All four RCTs reported the outcome of 28-day mortality.,16, 17, 18 A total of 619 deaths out of 5478 participants (11.30%) were reported in the baricitinib arm compared to 712 deaths out of 5337 participants (13.34%) in the standard care or placebo arm. Pooled analysis showed a reduction in 28-day mortality with baricitinib therapy than standard care or placebo (OR 0.69, 95% CI 0.50-0.94; p=0.04). Moderate heterogeneity was observed in the analysis (I2=65%) (Figure 2A).

Figure 2

Forest plots for primary and secondary outcomes. A: 28-day mortality outcome B: Progression to respiratory failure needing positive pressure ventilation, IMV or death C: Progression to IMV or ECMO D: Duration of hospitalisation E: Time to recovery.

Progression to respiratory failure needing positive pressure ventilation (PPV), IMV or death

Two RCTs reported the composite outcome of progression to respiratory failure needing PPV or death., 843 out of 4778 participants (17.64%) progressed to PPV or died in the baricitinib group compared to 902 out of 4652 participants (19.39%) in the other group. Statistical significance was observed with OR of 0.89 and 95% CI 0.80-0.99 with a p value = 0.03. Low heterogeneity was observed in the analysis (I2=0%) (Figure 2B).

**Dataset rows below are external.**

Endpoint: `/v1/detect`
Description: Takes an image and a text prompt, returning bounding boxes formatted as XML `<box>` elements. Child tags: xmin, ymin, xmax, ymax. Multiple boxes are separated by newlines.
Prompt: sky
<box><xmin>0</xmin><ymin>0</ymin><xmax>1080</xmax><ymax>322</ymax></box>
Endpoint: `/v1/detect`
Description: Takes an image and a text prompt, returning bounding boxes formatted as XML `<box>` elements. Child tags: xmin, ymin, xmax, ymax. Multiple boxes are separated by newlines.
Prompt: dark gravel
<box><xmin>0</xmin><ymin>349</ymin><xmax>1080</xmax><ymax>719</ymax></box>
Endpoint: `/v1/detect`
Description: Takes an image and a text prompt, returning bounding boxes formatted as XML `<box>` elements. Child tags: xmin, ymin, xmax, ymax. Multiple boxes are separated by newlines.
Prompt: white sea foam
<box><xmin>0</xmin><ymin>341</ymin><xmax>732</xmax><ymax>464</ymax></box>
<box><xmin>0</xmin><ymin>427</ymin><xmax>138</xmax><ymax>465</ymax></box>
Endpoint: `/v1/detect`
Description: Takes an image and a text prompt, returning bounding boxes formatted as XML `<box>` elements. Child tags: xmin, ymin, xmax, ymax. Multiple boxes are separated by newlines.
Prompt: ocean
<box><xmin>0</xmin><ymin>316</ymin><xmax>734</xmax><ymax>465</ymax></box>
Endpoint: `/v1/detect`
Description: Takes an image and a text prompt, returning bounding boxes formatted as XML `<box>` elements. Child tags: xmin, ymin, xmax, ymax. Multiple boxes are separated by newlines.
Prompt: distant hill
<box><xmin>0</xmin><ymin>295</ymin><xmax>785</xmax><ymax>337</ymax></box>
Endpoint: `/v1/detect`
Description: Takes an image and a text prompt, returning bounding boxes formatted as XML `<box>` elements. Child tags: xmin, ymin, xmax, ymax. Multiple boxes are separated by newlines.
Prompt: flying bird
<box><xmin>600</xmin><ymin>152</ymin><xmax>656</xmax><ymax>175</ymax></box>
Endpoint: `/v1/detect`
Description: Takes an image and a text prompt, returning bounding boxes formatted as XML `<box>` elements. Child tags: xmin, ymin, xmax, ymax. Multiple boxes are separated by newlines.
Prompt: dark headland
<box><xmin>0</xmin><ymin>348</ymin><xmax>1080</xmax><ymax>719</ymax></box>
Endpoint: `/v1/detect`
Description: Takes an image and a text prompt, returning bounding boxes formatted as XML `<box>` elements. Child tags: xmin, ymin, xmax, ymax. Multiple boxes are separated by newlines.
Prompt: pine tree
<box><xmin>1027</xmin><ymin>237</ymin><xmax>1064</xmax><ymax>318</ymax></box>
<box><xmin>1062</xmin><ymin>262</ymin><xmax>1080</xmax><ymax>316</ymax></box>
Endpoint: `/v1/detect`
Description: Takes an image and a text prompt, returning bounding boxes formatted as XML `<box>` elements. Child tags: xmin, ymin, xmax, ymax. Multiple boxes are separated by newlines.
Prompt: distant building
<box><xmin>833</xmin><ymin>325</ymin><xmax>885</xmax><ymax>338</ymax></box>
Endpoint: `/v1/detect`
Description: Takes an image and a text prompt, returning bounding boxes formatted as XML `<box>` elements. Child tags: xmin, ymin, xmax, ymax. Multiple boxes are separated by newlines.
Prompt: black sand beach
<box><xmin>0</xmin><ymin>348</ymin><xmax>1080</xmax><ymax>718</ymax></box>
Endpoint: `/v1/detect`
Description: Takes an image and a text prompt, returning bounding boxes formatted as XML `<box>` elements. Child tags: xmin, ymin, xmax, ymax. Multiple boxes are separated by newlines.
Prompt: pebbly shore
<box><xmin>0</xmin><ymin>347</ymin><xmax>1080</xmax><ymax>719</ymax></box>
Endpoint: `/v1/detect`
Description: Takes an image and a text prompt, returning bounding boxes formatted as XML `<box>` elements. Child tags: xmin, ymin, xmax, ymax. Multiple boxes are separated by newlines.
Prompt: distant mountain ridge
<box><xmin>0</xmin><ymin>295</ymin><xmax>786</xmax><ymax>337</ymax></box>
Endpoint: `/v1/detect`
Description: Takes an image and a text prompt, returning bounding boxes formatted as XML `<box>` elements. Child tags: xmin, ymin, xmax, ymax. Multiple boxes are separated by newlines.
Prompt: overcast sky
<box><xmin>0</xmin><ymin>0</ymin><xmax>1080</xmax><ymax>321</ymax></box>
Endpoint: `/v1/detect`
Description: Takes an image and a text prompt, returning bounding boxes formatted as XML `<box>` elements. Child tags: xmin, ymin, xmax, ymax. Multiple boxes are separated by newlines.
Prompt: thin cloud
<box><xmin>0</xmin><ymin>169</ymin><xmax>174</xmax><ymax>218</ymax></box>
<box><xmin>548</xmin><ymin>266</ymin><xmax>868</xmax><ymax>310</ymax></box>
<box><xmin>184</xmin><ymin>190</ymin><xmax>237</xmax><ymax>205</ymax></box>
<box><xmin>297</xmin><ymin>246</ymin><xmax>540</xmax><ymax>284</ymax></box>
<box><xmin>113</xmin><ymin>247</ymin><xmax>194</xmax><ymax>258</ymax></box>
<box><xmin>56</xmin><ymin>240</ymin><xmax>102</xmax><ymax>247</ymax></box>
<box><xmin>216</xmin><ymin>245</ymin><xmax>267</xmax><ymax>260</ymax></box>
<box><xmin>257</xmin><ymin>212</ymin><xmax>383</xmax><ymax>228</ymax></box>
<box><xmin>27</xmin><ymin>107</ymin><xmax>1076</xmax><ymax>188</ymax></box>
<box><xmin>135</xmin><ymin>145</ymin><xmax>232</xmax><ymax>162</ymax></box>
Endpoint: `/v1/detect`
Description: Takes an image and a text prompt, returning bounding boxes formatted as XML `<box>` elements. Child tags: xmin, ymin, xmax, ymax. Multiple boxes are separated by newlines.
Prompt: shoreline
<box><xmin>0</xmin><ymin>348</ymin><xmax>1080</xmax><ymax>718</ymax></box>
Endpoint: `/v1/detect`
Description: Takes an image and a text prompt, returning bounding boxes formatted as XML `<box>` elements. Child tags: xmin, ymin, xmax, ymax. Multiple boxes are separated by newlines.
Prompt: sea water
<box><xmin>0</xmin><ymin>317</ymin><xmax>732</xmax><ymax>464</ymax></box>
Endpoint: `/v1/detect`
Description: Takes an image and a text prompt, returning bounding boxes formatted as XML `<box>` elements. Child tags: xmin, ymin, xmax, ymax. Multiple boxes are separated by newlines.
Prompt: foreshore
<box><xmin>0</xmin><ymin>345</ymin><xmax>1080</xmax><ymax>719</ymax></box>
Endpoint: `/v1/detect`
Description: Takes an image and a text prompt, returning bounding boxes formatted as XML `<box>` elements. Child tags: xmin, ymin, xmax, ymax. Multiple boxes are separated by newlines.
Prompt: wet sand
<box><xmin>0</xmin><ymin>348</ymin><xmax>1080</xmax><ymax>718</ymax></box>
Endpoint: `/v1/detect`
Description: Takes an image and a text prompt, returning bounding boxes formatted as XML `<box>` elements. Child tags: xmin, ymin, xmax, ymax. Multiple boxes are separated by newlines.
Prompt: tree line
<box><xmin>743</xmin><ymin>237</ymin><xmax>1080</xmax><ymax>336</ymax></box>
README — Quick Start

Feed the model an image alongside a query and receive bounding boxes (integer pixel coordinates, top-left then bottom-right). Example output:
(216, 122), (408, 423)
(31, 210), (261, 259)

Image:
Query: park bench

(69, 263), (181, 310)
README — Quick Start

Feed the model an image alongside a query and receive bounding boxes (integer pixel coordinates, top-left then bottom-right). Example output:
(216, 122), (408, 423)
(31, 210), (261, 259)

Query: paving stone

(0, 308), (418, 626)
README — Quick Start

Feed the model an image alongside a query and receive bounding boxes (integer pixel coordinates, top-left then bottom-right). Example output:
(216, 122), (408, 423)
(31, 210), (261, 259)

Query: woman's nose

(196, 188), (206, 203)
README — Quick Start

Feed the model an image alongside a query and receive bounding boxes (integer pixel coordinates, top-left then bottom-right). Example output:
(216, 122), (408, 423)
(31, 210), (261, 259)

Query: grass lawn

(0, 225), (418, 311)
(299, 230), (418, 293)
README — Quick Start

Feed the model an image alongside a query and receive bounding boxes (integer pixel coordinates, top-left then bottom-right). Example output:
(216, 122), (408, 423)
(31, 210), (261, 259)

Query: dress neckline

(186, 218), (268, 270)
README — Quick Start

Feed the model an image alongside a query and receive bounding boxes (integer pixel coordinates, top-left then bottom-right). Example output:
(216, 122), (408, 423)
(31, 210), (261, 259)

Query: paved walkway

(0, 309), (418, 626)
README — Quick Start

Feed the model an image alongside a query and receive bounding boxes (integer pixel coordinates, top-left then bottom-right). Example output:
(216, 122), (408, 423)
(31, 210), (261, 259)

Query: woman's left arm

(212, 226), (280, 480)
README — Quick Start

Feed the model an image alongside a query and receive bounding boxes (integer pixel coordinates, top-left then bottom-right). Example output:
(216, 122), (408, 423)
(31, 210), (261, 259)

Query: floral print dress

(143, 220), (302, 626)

Progression to invasive mechanical ventilation (IMV) or ECMO

Two RCTs reported the outcome of progression to IMV or ECMO., 329 out of 4475 participants (7.35%) progressed to IMV or ECMO in the baricitinib group compared to 392 out of 4352 participants (9.01%) in the standard care or placebo group. (OR 0.76, 95% CI 0.58-1.01; p=0.06) Moderate heterogeneity was observed in the analysis (I2=49%) (Figure 2C).

Duration of Hospitalisation

Three RCTs reported outcome of duration of hospitalisation.,, Pooled analysis showed significantly improved duration of hospitalisation with baricitinib therapy than standard therapy or placebo (Mean difference -1.43, 95% CI -2.46, -0.40, p=0.007). Low heterogeneity was observed in the analysis (I2=0%). (Figure 2D).

Time to Recovery

Three RCTs reported outcome of time to recovery or discharge.,, Pooled analysis showed significantly improved outcome of time to recovery with baricitinib therapy than standard therapy or placebo (Mean difference -0.88, 95% CI -1.34, -0.41, p=0.0002). Low heterogeneity was observed in the analysis (I2=0%). (Figure 2E).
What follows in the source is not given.